The IRT Arrives at 137th Street

Good transportation to the College’s new home was vital, and while the 9th Avenue El was running high above the street below the hill, a new underground venture was to give City College its defining connection with New York City mass transit.

By the turn of the century the elevated lines consisted of 81 miles of track and linked the Bronx, Manhattan and Brooklyn as the Manhattan Railway Company. In the 1890s, New York’s Rapid Transit Board began planning for a subway line that would run north from City Hall. In 1903 the Manhattan Railway Company was leased for a period of 999 years to the new Interborough Rapid Transit Company to allow the new subway system to be coordinated with the El lines. Like those elevated lines, the new subway was built and operated by a private company. This IRT Company, controlled by financier August Belmont, built the Broadway and Lexington Avenue Lines (now the 1,2,3,4,5,6 and 9 trains).

IRT bridge at 120th Street.
IRT emerging from the tunnel at 120th street.
(New York Transit Museum)

With the slogan “15 minutes to Harlem,” the IRT opened on October 27, 1904, making the 9.1 mile run from City Hall to the temporary terminal at 145th Street. By 1908 it ran as far north as 242nd Street, the Bronx portion of the route being elevated.

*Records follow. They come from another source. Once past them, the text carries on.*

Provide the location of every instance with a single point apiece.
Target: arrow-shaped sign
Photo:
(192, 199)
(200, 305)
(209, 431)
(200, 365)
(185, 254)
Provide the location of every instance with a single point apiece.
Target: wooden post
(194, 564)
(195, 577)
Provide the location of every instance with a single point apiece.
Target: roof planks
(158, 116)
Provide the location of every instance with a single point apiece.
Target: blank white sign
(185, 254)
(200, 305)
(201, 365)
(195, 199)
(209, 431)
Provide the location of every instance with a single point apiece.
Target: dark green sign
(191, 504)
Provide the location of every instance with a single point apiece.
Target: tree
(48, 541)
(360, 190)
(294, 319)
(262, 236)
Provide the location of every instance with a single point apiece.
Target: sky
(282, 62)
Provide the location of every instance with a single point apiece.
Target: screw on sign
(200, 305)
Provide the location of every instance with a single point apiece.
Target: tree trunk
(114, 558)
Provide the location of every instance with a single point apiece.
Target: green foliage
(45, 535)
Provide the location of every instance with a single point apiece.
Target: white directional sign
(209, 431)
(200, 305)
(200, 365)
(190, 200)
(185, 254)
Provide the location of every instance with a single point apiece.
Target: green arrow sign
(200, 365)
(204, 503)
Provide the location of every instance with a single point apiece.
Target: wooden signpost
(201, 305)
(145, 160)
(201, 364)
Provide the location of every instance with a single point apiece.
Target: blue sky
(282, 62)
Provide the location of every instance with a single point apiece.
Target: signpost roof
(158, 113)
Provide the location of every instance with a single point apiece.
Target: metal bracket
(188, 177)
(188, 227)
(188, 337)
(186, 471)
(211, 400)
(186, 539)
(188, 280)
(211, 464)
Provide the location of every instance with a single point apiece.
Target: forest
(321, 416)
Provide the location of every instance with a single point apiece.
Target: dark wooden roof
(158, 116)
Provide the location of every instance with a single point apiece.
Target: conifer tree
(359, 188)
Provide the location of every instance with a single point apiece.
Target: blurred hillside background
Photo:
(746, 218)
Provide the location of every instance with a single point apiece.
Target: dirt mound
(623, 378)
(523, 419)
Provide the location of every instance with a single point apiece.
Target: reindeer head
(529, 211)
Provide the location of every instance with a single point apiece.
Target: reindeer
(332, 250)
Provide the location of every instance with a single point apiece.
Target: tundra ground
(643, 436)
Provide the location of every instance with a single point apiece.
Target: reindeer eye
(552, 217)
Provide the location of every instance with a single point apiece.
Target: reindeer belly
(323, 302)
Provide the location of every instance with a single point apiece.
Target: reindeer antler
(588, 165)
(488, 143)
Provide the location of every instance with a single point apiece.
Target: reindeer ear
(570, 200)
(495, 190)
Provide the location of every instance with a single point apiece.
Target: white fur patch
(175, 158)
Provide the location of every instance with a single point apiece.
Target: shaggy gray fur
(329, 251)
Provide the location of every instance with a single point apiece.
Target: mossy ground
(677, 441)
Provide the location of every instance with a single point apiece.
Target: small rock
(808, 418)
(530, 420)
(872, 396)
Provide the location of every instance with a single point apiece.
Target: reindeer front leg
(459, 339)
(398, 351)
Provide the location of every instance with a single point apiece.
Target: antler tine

City College now renewed an earlier appeal for the 137th Street station to be named for the college. In 1916, Lee Kohns (Class of 1884 and a Trustee of City College) wrote August Belmont and emphasized that 10,000 City College students made “the largest single contribution to the revenue” of the 137th Street Station and that the College’s new Lewisohn Stadium would bring even more people to the station.

Interior of 137th Street Station. Subway tiles read "137th Street City College"
137th Street Station.
(City College Archives)

By December 1920 the authorities agreed to the change provided the college would pay the $2000 cost of the changes in the station. An alumni committee was formed which asked graduates to contribute $10.00 each until the sum was raised. Evening Session students also contributed and in April 1922, it officially bore the name, colors and seal of City College.